A descrição daquele jogo por Paulo Sérgio foi uma das coisas mais divertidas que ouvi na vida. Dava para ver o lateral dando voltas em torno de Paulo Sérgio. A torcida interiorana não achou tão divertido. Vaiou a aquisição do time logo na estréia. No dia seguinte ele pegou um ônibus e voltou para a capital, disposto a encontrar uma nova ocupação.

Banus é um dos meus ídolos, um filósofo inspirador pelo exemplo de contentamento na vida simples.

O Foca de que fala Mateus foi adiante. Jogou pelo São Paulo nos profissionais. Mas com o nome trocado para Vianna jamais foi sombra do grande Foca do Santo Amaro, que parecia capaz de fazer qualquer coisa com a perna esquerda, uma mistura de Gérson e Rivellino.

Como um nome pode fazer diferença.

Paulo Sérgio, há muitos anos no Rio, onde Deus deve protegê-lo das balas perdidas e das enchentes, virou depois um excelente quarto zagueiro da várzea. Assim, precisava ter menos velocidade, e ao mesmo tempo não corria o risco de encontrar outra vez a marcação daquele lateral do Guarani. “Não consigo imaginar você sem o futebol”, ele me disse um dia quando contei que estava jogando tênis.

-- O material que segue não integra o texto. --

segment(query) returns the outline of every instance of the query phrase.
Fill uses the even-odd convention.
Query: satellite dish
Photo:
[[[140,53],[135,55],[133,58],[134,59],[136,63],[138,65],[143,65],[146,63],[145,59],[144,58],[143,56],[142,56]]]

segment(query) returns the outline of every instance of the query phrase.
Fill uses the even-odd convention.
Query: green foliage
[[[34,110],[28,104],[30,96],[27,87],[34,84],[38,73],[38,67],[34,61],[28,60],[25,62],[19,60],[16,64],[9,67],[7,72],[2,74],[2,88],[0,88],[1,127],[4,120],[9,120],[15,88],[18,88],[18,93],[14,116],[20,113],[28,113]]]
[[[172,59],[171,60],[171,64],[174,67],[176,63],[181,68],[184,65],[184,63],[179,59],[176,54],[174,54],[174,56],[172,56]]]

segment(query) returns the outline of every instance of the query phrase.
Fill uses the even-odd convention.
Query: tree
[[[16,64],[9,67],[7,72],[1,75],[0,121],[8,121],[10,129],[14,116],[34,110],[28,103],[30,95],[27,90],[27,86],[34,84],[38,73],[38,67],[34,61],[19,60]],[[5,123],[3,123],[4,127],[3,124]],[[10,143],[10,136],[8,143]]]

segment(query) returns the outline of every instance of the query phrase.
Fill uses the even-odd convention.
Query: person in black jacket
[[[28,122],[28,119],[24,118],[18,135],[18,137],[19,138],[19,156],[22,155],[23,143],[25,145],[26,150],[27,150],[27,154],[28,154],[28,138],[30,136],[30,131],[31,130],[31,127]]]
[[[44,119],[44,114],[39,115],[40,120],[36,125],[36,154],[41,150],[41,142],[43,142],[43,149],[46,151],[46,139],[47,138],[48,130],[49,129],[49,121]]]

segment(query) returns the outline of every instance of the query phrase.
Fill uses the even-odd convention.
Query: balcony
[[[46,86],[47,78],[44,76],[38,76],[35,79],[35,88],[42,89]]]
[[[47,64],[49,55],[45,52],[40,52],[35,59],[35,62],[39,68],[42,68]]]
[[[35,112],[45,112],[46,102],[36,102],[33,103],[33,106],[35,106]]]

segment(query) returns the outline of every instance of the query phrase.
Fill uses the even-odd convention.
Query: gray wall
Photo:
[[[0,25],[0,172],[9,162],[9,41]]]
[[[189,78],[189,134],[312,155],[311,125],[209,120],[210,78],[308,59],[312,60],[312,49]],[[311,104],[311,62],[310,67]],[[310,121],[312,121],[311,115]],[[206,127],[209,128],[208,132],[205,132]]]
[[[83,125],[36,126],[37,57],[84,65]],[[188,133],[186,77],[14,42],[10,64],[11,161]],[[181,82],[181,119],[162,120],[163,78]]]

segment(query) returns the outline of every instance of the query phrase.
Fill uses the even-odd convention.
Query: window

Não deixei o futebol. Foi o futebol que me deixou.

Paulo Sérgio é hoje um grande vendedor de carros, e alegra com sua simpatia genuína, honesta, competente os clientes da concessionária Honda para a qual empresta seu talento e carisma.

Foi bom receber a carta de Mateus. Não apenas porque comprovou para Camila que o pai jogou bola. Mas por ter me devolvido aos dias em que a vida era bem menos complexa e o cheiro da grama molhada de um campo de futebol parecia me levar ao paraíso.